A clostridium difficile infection is a type of bacteria that can cause diarrhoea, a high temperature and a loss of appetite. It is one of the most common healthcare-associated infections (HAIs), amongst patients in large, acute-care facilities. The new study has discovered a new method to mitigate this growing problem through an aerosolised hydrogen peroxide disinfection system.

“Our study showed that persistence in utilising an aerosolised hydrogen peroxide system had a significant impact on reducing C. difficile infections hospital-wide,” said Christopher L. Truitt, PhD, Wayland Baptist University, and the paper’s lead author.

The study appears in the American Journal of Infection Control (AJIC).

Clostridium difficile infection

Clostridium difficile infections are responsible for 223,000 HAI’s leading to more than 12,000 deaths and $6.3 billion in costs in the United States annually, according to the Centers for Disease Control and Prevention and The Joint Commission.

Clostridium difficile spores are typically transmitted by environmental surfaces in hospital rooms, including bed handrails, equipment controls, and doorknobs, and are resistant to hand sanitisers and most disinfectants. This resistance poses a problem for healthcare environments and can cause mass spreading of the Clostridium difficile infection. This highlights the necessity of enhanced protocols for hand hygiene and environmental cleaning, along with improving antibiotic prescribing to prevent Clostridium difficile infection. However, even with heightened measures in place, the microbe is difficult to eradicate from hospital surfaces.

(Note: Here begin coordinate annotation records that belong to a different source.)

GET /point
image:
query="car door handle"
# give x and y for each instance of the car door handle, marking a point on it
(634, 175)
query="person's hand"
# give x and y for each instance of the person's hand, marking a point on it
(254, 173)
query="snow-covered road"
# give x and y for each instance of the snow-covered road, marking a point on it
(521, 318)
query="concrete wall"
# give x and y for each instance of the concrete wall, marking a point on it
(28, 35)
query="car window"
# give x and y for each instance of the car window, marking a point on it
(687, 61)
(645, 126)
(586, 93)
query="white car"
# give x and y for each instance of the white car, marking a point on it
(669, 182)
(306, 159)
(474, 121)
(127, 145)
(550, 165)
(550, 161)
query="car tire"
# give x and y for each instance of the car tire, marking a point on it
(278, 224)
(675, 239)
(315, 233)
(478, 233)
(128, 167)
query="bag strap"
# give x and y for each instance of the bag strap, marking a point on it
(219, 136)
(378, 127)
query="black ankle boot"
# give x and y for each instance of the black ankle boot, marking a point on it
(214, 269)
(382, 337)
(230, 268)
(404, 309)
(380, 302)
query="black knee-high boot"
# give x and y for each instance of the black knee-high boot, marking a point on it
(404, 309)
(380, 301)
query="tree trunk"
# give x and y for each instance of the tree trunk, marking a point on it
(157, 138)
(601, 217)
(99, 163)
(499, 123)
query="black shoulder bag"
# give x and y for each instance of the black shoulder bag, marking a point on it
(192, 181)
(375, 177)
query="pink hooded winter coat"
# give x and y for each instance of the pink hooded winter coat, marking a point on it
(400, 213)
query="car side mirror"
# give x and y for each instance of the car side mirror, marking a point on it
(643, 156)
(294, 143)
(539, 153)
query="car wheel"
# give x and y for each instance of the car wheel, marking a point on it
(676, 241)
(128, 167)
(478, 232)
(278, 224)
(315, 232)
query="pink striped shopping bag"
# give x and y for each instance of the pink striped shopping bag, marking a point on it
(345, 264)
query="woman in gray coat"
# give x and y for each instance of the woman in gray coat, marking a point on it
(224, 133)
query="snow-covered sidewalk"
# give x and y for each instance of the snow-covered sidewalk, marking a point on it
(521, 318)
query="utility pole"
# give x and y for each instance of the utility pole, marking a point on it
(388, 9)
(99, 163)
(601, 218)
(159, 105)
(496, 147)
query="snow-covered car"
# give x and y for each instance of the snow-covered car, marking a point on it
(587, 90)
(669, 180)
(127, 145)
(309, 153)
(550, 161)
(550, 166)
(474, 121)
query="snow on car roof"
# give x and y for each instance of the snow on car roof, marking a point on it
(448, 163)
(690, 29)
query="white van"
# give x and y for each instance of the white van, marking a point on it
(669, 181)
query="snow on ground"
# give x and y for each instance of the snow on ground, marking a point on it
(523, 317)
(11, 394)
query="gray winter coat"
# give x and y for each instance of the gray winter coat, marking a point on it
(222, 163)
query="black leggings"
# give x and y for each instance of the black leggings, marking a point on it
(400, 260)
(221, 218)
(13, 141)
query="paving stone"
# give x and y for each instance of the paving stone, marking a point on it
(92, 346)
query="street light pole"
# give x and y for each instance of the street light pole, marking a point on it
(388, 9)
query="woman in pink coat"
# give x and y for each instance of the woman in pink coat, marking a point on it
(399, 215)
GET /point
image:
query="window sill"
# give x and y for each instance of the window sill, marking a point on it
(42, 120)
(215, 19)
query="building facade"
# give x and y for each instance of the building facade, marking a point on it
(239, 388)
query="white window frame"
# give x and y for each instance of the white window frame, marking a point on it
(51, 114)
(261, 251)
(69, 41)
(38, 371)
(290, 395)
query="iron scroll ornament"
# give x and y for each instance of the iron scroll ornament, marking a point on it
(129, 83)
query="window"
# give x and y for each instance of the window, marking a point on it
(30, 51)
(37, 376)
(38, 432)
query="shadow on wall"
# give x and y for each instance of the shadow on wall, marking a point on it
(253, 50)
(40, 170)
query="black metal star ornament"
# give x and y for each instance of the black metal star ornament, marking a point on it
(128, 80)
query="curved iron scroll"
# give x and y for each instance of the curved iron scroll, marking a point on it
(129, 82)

Aerosolised hydrogen peroxide system offers a touchless, whole-room approach to improve standard environmental cleaning protocols. The system generates aerosolised dry-mist fog that contains a specified percentage of hydrogen peroxide. The fog covers all exposed surfaces to kill any Clostridium difficile spores that remain following physical cleaning. To date, no long-term data are evaluating the use of these systems.

Studying the effectiveness of aerosolised hydrogen peroxide

To study the effectiveness of this system, Dr Truitt and his colleagues retrospectively analysed Clostridium difficile infection rates at a large, acute-care facility in Philadelphia, Pennsylvania, over ten years to evaluate the effectiveness of an aerosolised hydrogen peroxide disinfection system for reducing infection rates. The researchers compared the incidence of healthcare-associated Clostridium difficile infections at the facility before and following the implementation of the system as an addition to standard patient-room cleaning procedures following the discharge or transfer of patients with a clostridium difficile infection.

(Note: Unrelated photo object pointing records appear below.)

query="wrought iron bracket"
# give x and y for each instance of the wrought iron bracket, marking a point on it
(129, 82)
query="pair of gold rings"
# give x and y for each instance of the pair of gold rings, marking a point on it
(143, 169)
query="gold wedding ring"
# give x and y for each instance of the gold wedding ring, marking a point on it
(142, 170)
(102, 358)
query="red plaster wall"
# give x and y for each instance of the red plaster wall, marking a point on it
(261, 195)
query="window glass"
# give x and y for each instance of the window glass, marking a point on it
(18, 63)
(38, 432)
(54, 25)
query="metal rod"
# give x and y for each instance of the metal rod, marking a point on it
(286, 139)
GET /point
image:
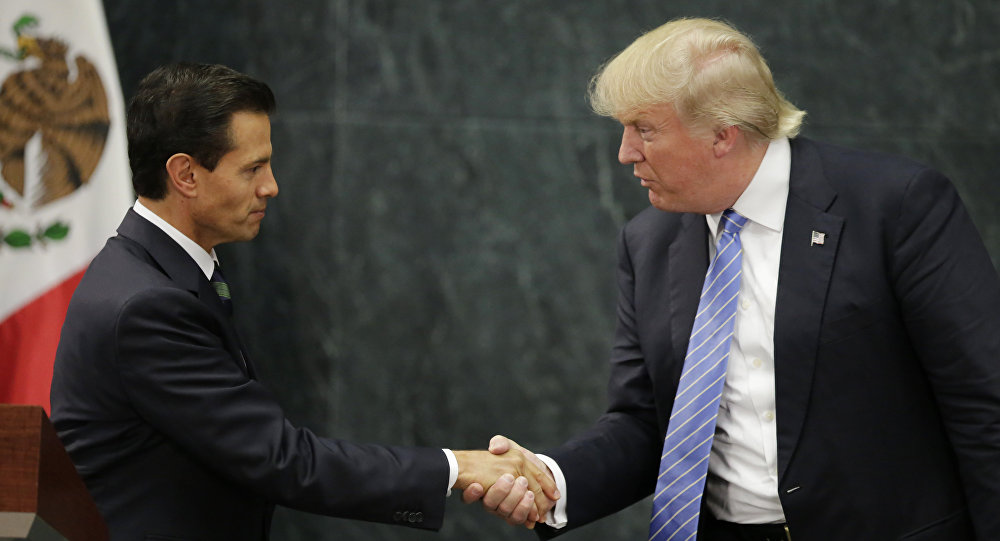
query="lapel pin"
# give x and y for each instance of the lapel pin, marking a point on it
(817, 239)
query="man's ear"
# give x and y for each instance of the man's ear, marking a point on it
(180, 173)
(725, 140)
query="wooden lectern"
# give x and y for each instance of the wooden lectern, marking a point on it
(41, 495)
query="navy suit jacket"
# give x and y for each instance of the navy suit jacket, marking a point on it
(887, 357)
(160, 410)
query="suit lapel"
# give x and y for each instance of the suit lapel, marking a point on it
(804, 277)
(687, 264)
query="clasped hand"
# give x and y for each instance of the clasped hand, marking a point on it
(511, 481)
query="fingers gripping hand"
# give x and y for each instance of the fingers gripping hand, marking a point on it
(509, 484)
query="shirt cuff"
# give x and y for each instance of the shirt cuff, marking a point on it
(453, 469)
(556, 516)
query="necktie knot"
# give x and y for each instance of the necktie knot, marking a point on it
(221, 288)
(732, 222)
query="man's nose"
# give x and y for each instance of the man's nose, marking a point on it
(270, 186)
(628, 152)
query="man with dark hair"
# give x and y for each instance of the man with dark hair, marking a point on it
(153, 394)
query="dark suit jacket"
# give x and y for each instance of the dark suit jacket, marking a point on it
(887, 357)
(160, 411)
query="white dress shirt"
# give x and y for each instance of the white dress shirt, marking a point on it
(742, 483)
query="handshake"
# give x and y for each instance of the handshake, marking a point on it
(511, 481)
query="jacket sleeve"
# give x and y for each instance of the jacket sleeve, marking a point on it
(949, 296)
(614, 463)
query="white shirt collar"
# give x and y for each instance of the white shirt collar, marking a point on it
(206, 260)
(764, 199)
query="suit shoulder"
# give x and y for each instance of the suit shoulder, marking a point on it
(653, 225)
(846, 167)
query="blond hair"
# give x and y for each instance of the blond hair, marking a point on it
(713, 75)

The teams’ findings suggest that consistently using the disinfection system, contributed to a significant and sustained reduction in Clostridium difficile infection rates. Throughout the 27 months before implementation of the system, the facility recorded 120 healthcare-associated clostridium difficile infections. Following the implementation, 72 cases were noted over a 33-month interval, reflecting a 41% decrease in infection rates.

Over an additional five-year period during which the aerosolised hydrogen peroxide system was consistently utilised along with an environmental cleaning program and other measures, including antibiotic stewardship, researchers observed a 74% reduction in hospital-onset CDI. *Between January 2015 and December 2019, CDI rates consistently decreased from 5.4 per 10,000 patient days to 1.4 per 10,000 patient days.

“CDI is difficult to prevent because it is so hard to eliminate from the environment. The study conducted by Dr Truitt and colleagues provides valuable insight about the benefits of supplementing prevention efforts with aHP to help meaningfully decrease rates of this often-deadly disease,” said Linda Dickey, RN, MPH, CIC, FAPIC, and 2022 APIC president.